Yo me disculpé poco después de la cena y me fui a casa. La noche había sido horrible. No quería volver a ver a los anfitriones nunca más, aunque estuve tentado de buscar a los otros invitados para saber cómo se habían sentido. Yo me sentía confundido por lo que había ocurrido y muy tenso. La verdad había sido grotesca. Después de aquello evité cuidadosamente a los dueños de la casa e intenté estar lejos de su vecindario.
Al tiempo me encontré con un anciano gurú a quien había acudido en ocasiones en las que buscaba respuestas. Al verle le pregunté, cómo tantas otras veces, “Padre, quiero saber qué siente una persona que está muriendo cuando nadie habla con ella, ni nadie está abierto a permitirle que ella hable sobre su muerte” Pensé que esta vez no sería diferente, y no me respondería.
El anciano estaba callado. Como no me pidió que me marchara, me quedé. Aunque estaba contento, me daba miedo que él no quisiera compartir su sabiduría conmigo, pero finalmente habló. Las palabras fluían lentamente.
“Hijo mío, es el caballo en la mesa del comedor. Es un caballo que visita todas las casas y se sienta en la mesa de todos los comedores, en la de los ricos y en la de los pobres, en la de los simples y en la de los sabios. El caballo simplemente se sienta allí, pero su presencia hace que uno tenga ganas de marcharse sin hablar de él. Si te marchas siempre temerás la presencia del caballo. Cuando se siente en tu mesa desearás hablar de él pero no podrás.
Sin embargo, si hablas de caballo descubrirás que los demás también pueden hablar de él -la mayoría al menos- si eres amable y agradable al hacerlo. El caballo quedará en la mesa del comedor, pero tú no estarás abrumado. Disfrutarás de la comida y de la compañía de los anfitriones. O si se trata de tu mes, disfrutarás de la presencia de tus invitados.
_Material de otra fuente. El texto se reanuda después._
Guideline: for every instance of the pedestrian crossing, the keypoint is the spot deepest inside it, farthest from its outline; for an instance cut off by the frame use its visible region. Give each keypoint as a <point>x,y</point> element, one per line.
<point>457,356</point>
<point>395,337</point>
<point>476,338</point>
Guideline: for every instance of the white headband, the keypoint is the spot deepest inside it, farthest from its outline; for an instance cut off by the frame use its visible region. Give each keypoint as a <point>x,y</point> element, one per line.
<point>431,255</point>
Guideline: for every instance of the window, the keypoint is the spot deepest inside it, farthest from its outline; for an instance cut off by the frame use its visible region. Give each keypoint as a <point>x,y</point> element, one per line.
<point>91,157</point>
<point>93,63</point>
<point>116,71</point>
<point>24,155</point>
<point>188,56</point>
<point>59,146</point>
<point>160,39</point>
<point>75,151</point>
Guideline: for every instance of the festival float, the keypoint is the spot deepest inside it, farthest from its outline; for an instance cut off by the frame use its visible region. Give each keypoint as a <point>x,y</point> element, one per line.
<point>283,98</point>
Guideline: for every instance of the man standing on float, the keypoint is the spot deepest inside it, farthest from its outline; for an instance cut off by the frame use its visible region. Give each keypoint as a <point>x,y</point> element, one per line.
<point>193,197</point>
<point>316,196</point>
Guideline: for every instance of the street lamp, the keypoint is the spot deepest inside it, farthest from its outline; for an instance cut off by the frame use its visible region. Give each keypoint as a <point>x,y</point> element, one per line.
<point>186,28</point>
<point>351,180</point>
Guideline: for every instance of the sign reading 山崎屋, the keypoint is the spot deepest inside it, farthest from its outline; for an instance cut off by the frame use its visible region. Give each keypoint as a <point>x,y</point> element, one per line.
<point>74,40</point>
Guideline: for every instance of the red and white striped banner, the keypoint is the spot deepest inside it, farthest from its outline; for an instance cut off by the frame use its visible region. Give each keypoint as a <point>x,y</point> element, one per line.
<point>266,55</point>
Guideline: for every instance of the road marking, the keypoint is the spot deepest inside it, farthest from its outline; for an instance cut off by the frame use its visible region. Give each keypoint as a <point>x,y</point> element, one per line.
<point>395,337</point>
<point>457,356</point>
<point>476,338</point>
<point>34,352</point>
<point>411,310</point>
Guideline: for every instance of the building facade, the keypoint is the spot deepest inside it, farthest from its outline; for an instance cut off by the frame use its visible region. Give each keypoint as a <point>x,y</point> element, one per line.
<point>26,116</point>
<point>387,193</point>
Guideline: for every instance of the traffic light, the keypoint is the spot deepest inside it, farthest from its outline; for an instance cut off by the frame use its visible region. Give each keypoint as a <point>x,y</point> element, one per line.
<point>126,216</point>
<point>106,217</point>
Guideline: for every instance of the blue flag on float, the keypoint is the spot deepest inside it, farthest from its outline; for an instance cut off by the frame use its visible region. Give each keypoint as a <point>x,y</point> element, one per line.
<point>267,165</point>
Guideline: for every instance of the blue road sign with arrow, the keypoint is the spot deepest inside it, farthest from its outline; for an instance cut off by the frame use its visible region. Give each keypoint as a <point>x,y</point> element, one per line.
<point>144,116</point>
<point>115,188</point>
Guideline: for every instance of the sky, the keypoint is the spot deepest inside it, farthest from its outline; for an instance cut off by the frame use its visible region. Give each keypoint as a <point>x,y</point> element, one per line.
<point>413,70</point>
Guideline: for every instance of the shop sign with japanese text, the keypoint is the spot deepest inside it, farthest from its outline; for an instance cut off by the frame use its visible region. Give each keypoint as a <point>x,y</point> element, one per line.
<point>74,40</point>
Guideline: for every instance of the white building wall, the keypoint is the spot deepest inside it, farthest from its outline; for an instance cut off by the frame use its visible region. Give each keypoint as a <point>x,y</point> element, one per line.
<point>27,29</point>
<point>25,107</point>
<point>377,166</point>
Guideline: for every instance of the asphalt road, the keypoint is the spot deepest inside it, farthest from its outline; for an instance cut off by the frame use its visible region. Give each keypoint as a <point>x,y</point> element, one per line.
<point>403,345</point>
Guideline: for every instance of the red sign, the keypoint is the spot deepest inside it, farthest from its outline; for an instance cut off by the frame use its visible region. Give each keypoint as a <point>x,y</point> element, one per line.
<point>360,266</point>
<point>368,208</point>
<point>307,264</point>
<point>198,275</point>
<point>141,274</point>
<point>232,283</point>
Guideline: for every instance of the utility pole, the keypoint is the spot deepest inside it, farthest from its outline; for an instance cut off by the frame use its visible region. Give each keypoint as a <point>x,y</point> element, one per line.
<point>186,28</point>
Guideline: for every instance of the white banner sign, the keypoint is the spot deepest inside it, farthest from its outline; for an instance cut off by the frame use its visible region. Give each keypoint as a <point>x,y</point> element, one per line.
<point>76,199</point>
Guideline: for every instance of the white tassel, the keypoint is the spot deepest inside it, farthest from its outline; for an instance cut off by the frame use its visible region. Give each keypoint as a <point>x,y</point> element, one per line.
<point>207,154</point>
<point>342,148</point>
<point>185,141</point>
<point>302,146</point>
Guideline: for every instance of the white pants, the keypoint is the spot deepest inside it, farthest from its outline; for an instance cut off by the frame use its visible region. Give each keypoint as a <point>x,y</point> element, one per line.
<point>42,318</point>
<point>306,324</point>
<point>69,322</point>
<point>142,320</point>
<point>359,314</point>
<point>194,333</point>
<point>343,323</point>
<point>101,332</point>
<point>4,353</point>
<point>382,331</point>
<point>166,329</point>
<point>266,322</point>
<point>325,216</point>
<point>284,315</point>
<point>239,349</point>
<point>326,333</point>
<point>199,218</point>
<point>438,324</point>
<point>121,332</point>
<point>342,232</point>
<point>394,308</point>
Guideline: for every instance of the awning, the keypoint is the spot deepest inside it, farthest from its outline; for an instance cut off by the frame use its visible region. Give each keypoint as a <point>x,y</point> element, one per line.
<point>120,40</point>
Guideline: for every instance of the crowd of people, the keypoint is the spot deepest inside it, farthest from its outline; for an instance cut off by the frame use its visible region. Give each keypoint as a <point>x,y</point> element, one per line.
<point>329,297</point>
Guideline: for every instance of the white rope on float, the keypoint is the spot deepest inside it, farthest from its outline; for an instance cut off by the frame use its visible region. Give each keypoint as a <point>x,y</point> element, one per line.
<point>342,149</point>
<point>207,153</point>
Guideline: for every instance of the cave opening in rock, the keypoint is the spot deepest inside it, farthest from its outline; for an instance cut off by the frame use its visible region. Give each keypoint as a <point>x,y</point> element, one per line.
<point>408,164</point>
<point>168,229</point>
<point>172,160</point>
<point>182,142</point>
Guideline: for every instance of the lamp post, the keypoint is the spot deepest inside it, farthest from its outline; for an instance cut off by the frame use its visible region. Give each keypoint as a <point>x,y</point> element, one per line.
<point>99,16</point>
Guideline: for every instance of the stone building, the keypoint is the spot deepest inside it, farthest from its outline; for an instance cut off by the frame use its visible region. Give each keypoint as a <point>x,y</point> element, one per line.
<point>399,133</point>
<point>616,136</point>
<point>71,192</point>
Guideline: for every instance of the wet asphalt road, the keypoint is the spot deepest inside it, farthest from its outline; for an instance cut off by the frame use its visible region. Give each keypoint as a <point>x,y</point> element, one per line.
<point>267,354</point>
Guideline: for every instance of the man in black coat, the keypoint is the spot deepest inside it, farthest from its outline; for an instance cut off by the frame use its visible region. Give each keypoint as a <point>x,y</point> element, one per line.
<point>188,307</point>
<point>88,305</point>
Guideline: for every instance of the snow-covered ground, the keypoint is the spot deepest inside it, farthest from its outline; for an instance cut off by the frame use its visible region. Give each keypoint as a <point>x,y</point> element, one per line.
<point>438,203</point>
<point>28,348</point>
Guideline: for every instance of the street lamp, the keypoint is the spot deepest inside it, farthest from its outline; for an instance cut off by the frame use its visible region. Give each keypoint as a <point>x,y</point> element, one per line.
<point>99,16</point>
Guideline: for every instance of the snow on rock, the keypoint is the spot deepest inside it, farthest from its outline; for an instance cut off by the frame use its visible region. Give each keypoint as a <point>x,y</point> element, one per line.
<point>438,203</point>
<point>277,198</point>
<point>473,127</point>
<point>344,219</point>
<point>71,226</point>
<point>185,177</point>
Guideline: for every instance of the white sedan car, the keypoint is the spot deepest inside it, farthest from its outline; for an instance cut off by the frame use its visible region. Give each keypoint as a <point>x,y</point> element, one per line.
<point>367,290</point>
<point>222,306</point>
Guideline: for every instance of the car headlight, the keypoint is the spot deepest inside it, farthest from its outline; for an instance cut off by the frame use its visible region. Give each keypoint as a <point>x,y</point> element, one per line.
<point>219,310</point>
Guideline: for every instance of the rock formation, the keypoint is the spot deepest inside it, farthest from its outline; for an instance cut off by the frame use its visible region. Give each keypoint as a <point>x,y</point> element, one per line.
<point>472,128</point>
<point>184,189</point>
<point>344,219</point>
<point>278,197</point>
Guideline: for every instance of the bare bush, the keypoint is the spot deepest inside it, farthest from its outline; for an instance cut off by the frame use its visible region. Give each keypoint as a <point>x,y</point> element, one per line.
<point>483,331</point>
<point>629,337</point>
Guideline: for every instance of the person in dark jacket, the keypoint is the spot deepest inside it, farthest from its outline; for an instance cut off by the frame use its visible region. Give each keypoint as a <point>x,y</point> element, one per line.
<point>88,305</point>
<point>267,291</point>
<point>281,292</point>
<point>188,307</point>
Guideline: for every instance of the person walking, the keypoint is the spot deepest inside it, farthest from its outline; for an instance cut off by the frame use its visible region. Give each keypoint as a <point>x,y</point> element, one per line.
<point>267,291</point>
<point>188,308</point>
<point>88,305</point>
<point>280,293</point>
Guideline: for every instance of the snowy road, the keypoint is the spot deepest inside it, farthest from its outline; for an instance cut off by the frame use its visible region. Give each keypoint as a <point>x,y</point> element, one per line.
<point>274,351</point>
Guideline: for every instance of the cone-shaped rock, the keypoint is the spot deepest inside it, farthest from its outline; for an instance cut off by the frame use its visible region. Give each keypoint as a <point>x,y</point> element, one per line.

No puedes hacer magia para que desaparezca el caballo, pero puedes hablar de él, y por lo tanto, puedes hacerlo menos poderoso.”
Entonces se levantó el anciano e indicándome que le siguiera, se dirigió lentamente hacia su cabaña. “Ahora comeremos”, dijo sosegadamente. Entré en la cabaña y me costó adaptarme a la oscuridad. El gurú se dirigió a un armario que había pan y queso y lo puso encima de una esterilla. Me invitó a sentarme y compartir su comida. Vi un pequeño caballo sentado tranquilamente en el centro de la esterilla. ÉL se dio cuenta y dijo., “el caballo no nos molestará”. Yo disfruté la comida. Nuestra conversación duró hasta bien entrada la noche, mientras el caballo permaneció sentado tranquilamente todo el tiempo que estuvimos juntos.